Planting trees captures carbon, creates micro-climates that encourage biological diversity, puts water back into aquifers, cools and cleans the air year after year, and brings back wildlife — all good things you don’t get from importing fossil fuels. And when trees are correctly harvested, charcoal become a sustainable, environmentally friendly, fuel.

Trees for the Future, www.treesftf.org, a nonprofit organization that has been planting trees and teaching agroforestry in tropical countries since 1989, has been working in Haiti since 2002, and has already helped local people plant 1.5 million trees along the Arcadine coast. This organization is helping farmers to select trees, while also supplying seeds and implements for planting. TREES’ Haitian coordinator, Timote Georges, has been designated an EcoHero by the Discovery Channel’s Global Education Partnership, because he has been so effective at getting fellow Haitians to work together for the common good.

According to Dave Deppner, TREES founder and executive director, “Step one is to plant multipurpose fast-growing trees that grow back after cutting, repeatedly. Species such as Leucaena leucocephala and Acacia angustissima protect and restore soil (by dropping leaves that biodegrade), grow on degraded lands, and produce a wide range of renewable products rapidly. These trees provide high-protein forage for livestock, make excellent charcoal and can be used to make tools.”

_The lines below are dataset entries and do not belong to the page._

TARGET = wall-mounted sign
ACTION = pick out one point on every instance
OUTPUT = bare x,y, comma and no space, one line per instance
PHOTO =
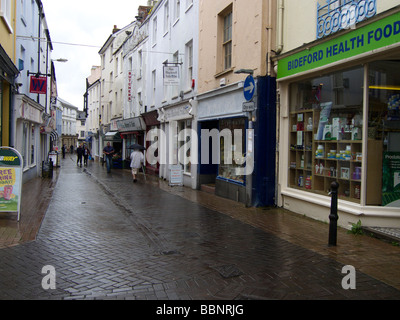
379,34
10,180
171,76
38,85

Then, Deppner explained, “you can plant fruit and nut trees, hardwoods and integrate plants that produce traditional medicines. And forest gardens can be combined with small-scale livestock projects.”

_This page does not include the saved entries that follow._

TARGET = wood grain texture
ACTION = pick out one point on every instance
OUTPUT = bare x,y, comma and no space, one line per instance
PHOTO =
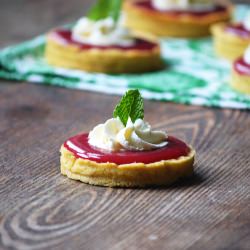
40,209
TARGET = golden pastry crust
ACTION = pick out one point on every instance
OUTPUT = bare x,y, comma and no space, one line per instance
240,82
160,173
113,61
168,25
226,44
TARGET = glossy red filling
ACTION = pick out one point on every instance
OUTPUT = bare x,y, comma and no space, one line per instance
80,147
241,67
65,36
238,29
147,4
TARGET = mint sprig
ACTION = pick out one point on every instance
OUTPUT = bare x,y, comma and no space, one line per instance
131,105
105,8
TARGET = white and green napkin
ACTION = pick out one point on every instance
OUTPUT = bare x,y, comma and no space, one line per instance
193,74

Haitians need technical assistance to ensure that the selection of trees will allow not only for sustainable harvesting of charcoal, but also for the production of high-quality fruit for export. There is also a potential for developing biofuel programs that will create jobs, provide a local fuel that reduces indoor air pollution and produce green fuel for export. For more than two years, in test flights by major airlines, biodiesel produced by Jatropha curcas, which has long been grown in Haiti, has been powering planes more efficiently than fossil fuel.

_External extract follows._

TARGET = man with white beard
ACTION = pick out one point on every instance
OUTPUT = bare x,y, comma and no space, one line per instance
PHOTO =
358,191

If just half of the 500,000 families in rural Haiti each plant 200 trees, there will soon be 50 million new trees, restoring productive life to 80,000 acres of degraded and abandoned land within 30 months, and bringing in $15 million annually to these communities — an enormous return on investment.

By helping Haitians reforest their countryside, we can enable our hemisphere’s poorest country to reverse land degradation, feed its people and face the challenges of climate change. It costs 10 cents to plant a tree, and that tree takes 50 pounds of CO2 out of the atmosphere every year.

Lois A Levin, PhD., instructor in psychiatry (psychology), Harvard Medical School, is president of BIKE NEWTON.